Tester Votes to Prevent War with Iran Without Congressional Approval
Senator votes for war powers resolution ensuring Congress plays constitutional role in authorization of military force
U.S. Senator Jon Tester today voted for a bipartisan effort to prevent the Trump Administration from going to war with Iran without explicit approval from Congress.
“When we send our men and women in uniform halfway across the world to defend this country in wars supported by taxpayers, the Constitution dictates that Congress—the folks who represent those servicemembers and taxpayers—must have a transparent debate about whether those wars are in the national interest,” Tester said. “The world is certainly better off without Qassim Soleimani, but today Republicans and Democrats alike agreed that this Administration cannot use the unilateral killing of a terrorist as sole justification for yet another war in the Middle East.”

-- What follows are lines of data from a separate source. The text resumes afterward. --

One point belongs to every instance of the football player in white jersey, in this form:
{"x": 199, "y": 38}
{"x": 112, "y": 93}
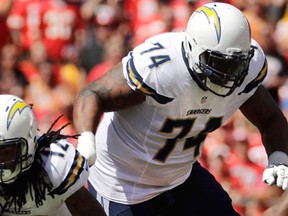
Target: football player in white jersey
{"x": 39, "y": 174}
{"x": 160, "y": 103}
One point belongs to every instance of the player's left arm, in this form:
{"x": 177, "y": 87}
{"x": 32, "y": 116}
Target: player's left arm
{"x": 261, "y": 110}
{"x": 83, "y": 203}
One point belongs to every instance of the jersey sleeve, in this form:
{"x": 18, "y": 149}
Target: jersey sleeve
{"x": 152, "y": 69}
{"x": 67, "y": 168}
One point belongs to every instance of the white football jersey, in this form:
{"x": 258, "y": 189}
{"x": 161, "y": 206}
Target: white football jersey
{"x": 68, "y": 172}
{"x": 149, "y": 148}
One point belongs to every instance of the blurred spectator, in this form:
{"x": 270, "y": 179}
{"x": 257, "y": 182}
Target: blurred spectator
{"x": 104, "y": 18}
{"x": 5, "y": 8}
{"x": 24, "y": 23}
{"x": 60, "y": 21}
{"x": 113, "y": 53}
{"x": 12, "y": 80}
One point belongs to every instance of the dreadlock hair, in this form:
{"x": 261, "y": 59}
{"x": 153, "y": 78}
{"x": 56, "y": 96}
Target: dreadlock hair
{"x": 35, "y": 179}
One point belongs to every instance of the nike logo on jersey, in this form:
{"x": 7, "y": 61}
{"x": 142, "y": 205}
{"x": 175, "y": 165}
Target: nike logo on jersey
{"x": 198, "y": 111}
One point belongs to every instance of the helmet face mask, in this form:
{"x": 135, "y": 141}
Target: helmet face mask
{"x": 218, "y": 47}
{"x": 221, "y": 73}
{"x": 18, "y": 129}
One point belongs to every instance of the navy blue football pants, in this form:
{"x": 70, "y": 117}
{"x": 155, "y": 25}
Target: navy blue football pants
{"x": 199, "y": 195}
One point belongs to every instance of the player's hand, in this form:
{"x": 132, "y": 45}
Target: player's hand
{"x": 277, "y": 171}
{"x": 86, "y": 146}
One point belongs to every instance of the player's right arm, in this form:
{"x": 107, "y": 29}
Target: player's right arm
{"x": 107, "y": 93}
{"x": 83, "y": 203}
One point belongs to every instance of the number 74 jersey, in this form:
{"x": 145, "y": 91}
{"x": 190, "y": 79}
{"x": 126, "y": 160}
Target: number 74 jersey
{"x": 150, "y": 148}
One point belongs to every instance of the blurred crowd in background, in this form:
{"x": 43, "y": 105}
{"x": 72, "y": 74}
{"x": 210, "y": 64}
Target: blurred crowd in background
{"x": 50, "y": 49}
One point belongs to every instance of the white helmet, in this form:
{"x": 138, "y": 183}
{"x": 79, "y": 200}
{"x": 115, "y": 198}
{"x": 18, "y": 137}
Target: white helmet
{"x": 218, "y": 47}
{"x": 18, "y": 130}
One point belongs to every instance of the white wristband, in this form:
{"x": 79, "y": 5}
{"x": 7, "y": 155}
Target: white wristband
{"x": 86, "y": 146}
{"x": 278, "y": 157}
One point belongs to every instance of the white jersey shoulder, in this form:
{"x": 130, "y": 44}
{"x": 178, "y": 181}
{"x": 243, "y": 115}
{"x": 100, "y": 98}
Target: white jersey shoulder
{"x": 165, "y": 133}
{"x": 156, "y": 68}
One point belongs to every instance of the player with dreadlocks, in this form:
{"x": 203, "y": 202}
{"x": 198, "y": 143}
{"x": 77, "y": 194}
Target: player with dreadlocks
{"x": 39, "y": 174}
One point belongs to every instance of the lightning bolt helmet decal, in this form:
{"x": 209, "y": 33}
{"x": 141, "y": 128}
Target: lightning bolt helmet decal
{"x": 18, "y": 106}
{"x": 213, "y": 18}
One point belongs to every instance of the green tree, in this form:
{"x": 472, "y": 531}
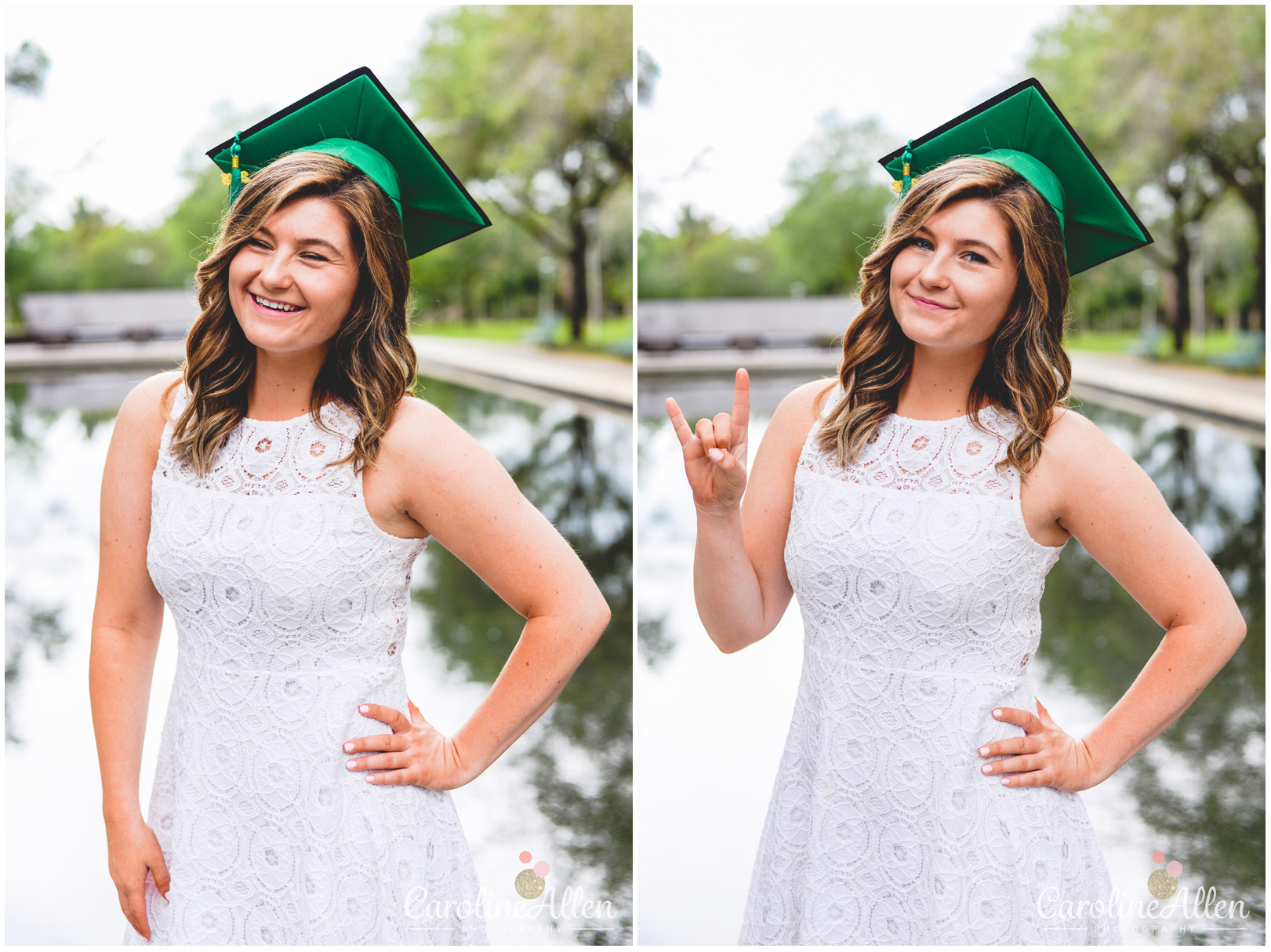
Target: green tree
{"x": 703, "y": 262}
{"x": 1173, "y": 100}
{"x": 532, "y": 106}
{"x": 826, "y": 233}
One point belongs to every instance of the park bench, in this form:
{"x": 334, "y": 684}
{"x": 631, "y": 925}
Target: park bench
{"x": 1250, "y": 352}
{"x": 1148, "y": 345}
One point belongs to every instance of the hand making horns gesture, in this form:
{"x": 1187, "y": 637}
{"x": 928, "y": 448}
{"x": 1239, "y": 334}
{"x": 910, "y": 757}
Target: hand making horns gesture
{"x": 714, "y": 458}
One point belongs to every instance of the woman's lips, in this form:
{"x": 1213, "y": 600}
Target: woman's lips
{"x": 928, "y": 305}
{"x": 274, "y": 311}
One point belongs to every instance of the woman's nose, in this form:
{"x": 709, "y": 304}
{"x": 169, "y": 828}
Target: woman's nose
{"x": 935, "y": 271}
{"x": 274, "y": 271}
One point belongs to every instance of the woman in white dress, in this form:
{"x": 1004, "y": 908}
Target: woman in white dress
{"x": 274, "y": 493}
{"x": 914, "y": 507}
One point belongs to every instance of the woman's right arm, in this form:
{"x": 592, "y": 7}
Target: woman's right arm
{"x": 739, "y": 567}
{"x": 126, "y": 622}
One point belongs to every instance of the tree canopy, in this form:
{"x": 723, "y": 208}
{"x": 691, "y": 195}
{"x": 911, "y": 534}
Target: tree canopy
{"x": 818, "y": 245}
{"x": 1172, "y": 100}
{"x": 532, "y": 107}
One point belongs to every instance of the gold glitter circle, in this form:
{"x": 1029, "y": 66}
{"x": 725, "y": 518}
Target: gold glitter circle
{"x": 1162, "y": 885}
{"x": 530, "y": 886}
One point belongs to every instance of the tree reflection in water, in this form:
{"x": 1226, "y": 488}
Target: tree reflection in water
{"x": 1207, "y": 804}
{"x": 576, "y": 485}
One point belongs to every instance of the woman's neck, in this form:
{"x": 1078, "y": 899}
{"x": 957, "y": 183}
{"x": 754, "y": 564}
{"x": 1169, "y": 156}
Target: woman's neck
{"x": 282, "y": 384}
{"x": 939, "y": 382}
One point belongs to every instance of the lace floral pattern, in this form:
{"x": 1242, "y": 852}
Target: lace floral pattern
{"x": 290, "y": 608}
{"x": 919, "y": 587}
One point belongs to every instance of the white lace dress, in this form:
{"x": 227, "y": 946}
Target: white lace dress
{"x": 919, "y": 587}
{"x": 290, "y": 608}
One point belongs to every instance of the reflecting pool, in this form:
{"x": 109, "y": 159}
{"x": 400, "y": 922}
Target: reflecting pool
{"x": 563, "y": 792}
{"x": 712, "y": 727}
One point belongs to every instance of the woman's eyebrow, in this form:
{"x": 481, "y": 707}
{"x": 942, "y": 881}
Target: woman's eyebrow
{"x": 978, "y": 243}
{"x": 321, "y": 242}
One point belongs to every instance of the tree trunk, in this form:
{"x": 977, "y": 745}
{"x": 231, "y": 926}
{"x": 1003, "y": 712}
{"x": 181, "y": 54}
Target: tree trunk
{"x": 1260, "y": 285}
{"x": 579, "y": 278}
{"x": 1181, "y": 289}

Following the Administration’s killing of Iran’s Qassim Soleimani on Iraqi soil, Virginia Senator Tim Kaine introduced a resolution supported by both Republicans and Democrats, that requires any hostilities with Iran be explicitly authorized by a congressional declaration of war or a specific authorization of the use of military force. It does not prevent the United States from defending itself from imminent attack.
Since Tester arrived in the Senate in 2007 he has vocally advocated for the Bush, Obama, and Trump Administrations to renew the Authorization for use of Military Force before engaging in armed conflict.